As for interoperability while ago Objective-C didn't have a way to express nullability of variables. This is why most of APIs was converted with ! that stands for "proceed further if you dare" Recently Apple introduced nullability annotations for Objective-C. Apple augumented their APIs with these annotations, so now it is easier and safer to use methods with an extra nullability guidance in Swift.

至于之前的互操作性,Objective-C没有办法表达变量的可空性。
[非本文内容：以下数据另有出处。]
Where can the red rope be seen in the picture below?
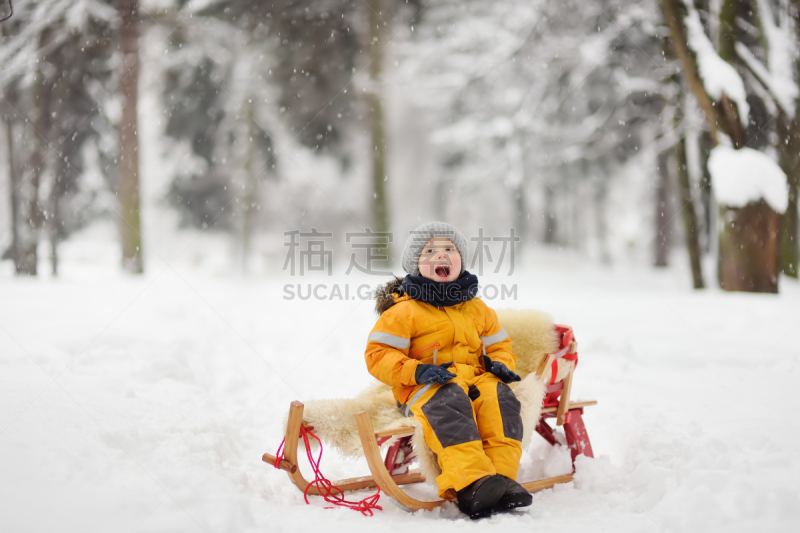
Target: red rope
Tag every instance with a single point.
(330, 492)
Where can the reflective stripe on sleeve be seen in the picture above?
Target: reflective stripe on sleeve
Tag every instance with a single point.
(392, 340)
(494, 339)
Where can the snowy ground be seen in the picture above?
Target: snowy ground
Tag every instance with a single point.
(145, 404)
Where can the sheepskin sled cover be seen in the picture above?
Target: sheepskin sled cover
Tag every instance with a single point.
(533, 335)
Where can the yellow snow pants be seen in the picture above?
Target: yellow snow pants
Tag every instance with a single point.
(472, 425)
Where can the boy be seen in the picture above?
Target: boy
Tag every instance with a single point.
(448, 361)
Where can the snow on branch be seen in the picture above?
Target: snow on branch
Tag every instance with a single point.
(739, 177)
(782, 90)
(718, 76)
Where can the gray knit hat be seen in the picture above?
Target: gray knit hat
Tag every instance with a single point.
(422, 234)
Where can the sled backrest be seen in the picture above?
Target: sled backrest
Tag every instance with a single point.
(556, 371)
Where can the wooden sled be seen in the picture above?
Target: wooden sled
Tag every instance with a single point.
(393, 471)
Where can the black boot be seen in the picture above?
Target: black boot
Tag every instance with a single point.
(515, 496)
(479, 497)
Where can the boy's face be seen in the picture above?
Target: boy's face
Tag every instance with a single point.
(440, 260)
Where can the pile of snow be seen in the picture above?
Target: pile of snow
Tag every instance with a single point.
(717, 74)
(740, 177)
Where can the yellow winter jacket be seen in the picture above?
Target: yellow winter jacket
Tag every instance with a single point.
(410, 332)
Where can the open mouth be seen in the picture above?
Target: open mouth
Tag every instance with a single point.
(442, 271)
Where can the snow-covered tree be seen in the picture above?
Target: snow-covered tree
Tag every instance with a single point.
(56, 82)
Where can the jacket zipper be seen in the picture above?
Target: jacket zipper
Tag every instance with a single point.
(435, 347)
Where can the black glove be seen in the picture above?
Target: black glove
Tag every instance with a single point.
(433, 374)
(500, 370)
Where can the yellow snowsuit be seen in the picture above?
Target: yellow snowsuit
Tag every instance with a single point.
(473, 422)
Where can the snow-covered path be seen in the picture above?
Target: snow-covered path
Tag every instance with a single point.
(145, 404)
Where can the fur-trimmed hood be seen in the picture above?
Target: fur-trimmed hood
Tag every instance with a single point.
(385, 295)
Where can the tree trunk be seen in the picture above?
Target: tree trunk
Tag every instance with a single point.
(55, 220)
(30, 214)
(380, 210)
(748, 261)
(705, 188)
(550, 222)
(689, 215)
(250, 194)
(128, 186)
(789, 160)
(8, 120)
(662, 213)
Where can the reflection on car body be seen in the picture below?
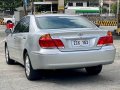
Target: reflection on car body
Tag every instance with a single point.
(59, 42)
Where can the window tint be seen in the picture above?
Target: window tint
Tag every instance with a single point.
(22, 26)
(70, 4)
(79, 4)
(57, 22)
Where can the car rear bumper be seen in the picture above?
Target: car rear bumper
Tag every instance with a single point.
(78, 59)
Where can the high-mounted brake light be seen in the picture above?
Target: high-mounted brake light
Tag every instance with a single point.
(105, 40)
(46, 41)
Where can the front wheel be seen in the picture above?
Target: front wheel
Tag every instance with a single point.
(95, 70)
(31, 74)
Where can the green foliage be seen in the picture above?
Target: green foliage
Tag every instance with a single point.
(114, 8)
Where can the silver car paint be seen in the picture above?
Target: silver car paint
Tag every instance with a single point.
(55, 58)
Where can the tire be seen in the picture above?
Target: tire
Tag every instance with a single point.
(30, 73)
(7, 57)
(95, 70)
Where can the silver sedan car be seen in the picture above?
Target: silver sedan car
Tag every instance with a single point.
(59, 41)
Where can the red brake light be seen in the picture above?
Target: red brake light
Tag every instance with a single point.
(106, 40)
(46, 41)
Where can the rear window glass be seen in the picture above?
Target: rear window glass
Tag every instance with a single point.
(58, 22)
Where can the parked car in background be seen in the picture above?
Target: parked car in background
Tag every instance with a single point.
(9, 19)
(59, 42)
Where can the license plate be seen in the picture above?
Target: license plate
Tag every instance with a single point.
(78, 43)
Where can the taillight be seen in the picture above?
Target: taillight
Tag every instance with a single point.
(105, 40)
(46, 41)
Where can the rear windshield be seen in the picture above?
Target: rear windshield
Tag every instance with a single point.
(58, 22)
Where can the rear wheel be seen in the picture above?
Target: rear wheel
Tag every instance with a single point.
(31, 74)
(95, 70)
(8, 60)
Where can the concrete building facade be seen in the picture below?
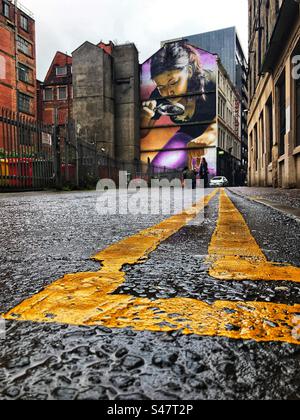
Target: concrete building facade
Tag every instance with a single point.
(106, 98)
(274, 122)
(190, 110)
(17, 59)
(226, 44)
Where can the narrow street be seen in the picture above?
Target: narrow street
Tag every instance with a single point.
(165, 310)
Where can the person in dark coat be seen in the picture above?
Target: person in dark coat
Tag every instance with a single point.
(203, 172)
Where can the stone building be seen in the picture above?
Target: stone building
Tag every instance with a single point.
(226, 44)
(274, 88)
(182, 120)
(106, 98)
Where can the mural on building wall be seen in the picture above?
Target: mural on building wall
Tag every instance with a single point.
(178, 118)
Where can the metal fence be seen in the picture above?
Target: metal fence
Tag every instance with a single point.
(34, 156)
(26, 153)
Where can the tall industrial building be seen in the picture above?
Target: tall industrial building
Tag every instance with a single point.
(190, 110)
(274, 84)
(226, 44)
(106, 98)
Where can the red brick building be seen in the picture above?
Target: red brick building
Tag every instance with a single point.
(17, 59)
(55, 94)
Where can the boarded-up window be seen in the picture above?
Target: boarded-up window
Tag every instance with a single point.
(2, 68)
这就是大多数API转换为的原因!代表“如果你敢于继续前进”,最近Apple推出了针对Objective-C的可空性注释。 Apple使用这些注释来增加他们的API,因此现在使用Swift中具有额外可空性指导的方法更容易,更安全。

#2


3  

You aren't quite right. "!" is the "force unwrap" operator. It says "This is an optional, but I guarantee that when this code runs, it won't be nil." If you are wrong, you crash.

你不太对劲。 “!”是“强制解包”运算符。它说“这是一个可选的,但我保证当这个代码运行时,它不会是零。”如果你错了,你会崩溃。

if you are writing a function that takes a parameter that can be legitimately nil, use "?", which makes it an Optional. Then in the code of your function, you have to handle the case where it is nil.

如果你正在编写一个带有合法nil参数的函数,请使用“?”,这使它成为一个可选项。然后在函数的代码中,你必须处理它为零的情况。